L'adaptation des cours et évaluations nécessite, outre les réunions mensuelles de concertation, de fabriquer les supports, donc un investissement particulier des enseignants, tous volontaires et qui fonctionnent par binômes sur les matières qui accueillent les groupes de niveaux. Un effort d'innovation, de "recherche et d'expérimentation" qui permet à l'enseignant d'être aussi "plus performant", selon Bénédicte Armengaud. "Car il faut d'abord comprendre les difficultés et ensuite avoir une réflexion personnelle sur nos enseignements pour nous adapter au public que l'on a en face."
En outre, les enseignants doivent noter tous les 15 jours, dans un cahier de suivi de classe, les progrès et soucis observés discipline par discipline. Les élèves y gagnent ou perdent des points (sur un capital de 16 points au départ) en fonction des progressions, comportements (travail à la maison, leçon apprises ou non, soin...), etc. Un outil qui permet des bilans plus fréquents que les trois conseils de classes annuels "et donc de réagir très vite"
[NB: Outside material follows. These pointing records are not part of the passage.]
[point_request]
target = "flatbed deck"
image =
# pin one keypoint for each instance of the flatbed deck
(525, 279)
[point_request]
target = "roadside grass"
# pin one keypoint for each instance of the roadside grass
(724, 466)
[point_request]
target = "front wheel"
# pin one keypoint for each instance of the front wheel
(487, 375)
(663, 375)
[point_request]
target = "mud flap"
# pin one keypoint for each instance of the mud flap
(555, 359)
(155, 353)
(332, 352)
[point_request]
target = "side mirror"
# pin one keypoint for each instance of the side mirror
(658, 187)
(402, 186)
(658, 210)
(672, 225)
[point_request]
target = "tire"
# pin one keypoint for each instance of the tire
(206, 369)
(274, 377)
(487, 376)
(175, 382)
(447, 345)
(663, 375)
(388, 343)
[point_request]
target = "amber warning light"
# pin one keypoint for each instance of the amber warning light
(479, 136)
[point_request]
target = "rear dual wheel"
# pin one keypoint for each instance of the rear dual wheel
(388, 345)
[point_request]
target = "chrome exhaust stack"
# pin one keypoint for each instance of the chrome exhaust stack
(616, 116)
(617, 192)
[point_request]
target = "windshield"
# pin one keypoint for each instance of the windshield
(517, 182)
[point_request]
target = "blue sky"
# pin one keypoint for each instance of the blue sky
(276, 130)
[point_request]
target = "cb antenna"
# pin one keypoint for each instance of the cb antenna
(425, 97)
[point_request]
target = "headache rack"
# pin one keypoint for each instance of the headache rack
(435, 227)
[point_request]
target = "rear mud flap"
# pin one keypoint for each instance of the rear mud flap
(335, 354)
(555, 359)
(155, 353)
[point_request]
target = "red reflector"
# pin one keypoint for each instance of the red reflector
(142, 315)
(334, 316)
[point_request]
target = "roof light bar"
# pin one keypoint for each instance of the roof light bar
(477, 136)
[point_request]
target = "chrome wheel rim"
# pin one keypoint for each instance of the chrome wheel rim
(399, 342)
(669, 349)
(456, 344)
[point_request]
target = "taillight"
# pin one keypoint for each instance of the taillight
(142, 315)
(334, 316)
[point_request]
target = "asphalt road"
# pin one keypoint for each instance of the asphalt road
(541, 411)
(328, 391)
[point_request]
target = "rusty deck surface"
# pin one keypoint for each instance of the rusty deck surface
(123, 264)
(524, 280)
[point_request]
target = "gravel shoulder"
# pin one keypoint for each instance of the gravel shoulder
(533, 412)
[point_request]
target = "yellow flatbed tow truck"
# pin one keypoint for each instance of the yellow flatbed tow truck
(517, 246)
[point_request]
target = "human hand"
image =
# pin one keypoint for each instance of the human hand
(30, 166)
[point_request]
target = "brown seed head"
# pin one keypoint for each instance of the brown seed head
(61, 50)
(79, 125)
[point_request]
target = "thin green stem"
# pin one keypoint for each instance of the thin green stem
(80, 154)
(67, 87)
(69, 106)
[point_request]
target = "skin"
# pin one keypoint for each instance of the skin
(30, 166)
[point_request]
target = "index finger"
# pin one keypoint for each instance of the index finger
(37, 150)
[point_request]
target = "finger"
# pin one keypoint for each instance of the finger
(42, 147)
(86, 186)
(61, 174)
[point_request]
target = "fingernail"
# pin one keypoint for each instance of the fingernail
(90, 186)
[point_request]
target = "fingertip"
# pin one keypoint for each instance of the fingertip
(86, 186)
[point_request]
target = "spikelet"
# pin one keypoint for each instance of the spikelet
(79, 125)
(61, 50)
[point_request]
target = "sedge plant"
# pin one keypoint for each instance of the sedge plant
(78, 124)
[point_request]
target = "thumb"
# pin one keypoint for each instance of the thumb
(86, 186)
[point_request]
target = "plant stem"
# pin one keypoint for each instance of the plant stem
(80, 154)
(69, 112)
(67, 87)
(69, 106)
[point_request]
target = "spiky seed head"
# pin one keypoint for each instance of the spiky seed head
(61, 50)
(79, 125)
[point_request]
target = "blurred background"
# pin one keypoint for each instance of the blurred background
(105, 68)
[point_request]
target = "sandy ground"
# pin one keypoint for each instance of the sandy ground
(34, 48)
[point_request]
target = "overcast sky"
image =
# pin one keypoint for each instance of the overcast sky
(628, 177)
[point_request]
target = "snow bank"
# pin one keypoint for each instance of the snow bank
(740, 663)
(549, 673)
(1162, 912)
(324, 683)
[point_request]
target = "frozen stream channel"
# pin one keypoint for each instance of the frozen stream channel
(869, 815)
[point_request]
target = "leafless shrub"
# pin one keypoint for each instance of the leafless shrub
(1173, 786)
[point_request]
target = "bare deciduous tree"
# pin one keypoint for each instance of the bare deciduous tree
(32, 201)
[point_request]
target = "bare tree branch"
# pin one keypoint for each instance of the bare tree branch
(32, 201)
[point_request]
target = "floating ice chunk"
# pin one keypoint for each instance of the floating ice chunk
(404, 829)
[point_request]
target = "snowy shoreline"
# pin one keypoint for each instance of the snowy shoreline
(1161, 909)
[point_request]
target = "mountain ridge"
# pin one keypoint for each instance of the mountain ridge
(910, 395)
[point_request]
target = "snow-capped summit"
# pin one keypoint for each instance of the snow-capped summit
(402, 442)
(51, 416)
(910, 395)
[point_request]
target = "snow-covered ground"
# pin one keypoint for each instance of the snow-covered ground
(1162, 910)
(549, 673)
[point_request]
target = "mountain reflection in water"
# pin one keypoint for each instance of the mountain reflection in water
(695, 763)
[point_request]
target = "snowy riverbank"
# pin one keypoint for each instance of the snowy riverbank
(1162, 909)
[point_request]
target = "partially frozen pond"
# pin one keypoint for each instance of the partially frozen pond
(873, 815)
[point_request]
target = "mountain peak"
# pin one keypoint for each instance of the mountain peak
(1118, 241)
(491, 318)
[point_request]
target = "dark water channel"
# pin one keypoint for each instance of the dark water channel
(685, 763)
Le rapport à l'école change parce que la confiance se développe vis-à-vis des enseignants
Pour les élèves en difficulté, le dispositif a surtout des bénéfices en termes de "socialisation, car c'est un lieu où se développe la confiance vis-à-vis des enseignants. Le rapport à l'école change alors qu'au départ on les accueille plutôt angoissés", remarque Bénédicte Armengaud. Et l'équipe relève très peu de problèmes de comportements.
On a conscience néanmoins ici que l'on n'est "ni un monde idéal ni des magiciens" et que "la majorité des profils Espoirs n'iront pas en LGT", comme le remarque l'enseignante. Car "à la fin de la 6e toutes les difficultés n'ont pas disparu". Mais "ils ne décrochent pas, au moins jusqu'en 3e, ne sont pas contre l'école et s'en sortent mieux que les autres [en difficulté mais en cursus classique, NDLR]", se réjouit la CPE, Véronique Tribble, qui a bénéficié du dispositif pour l'un de ses enfants.
Si celui-ci n'a pas son équivalent dans les autres niveaux, il est suivi en revanche en 5e d'une classe projet axée sur la culture, dans laquelle de nombreux Espoirs peuvent ensuite poursuivre. Objectif: continuer de "les motiver avec la création par rapport à l'apprentissage de la langue et de l'écrit".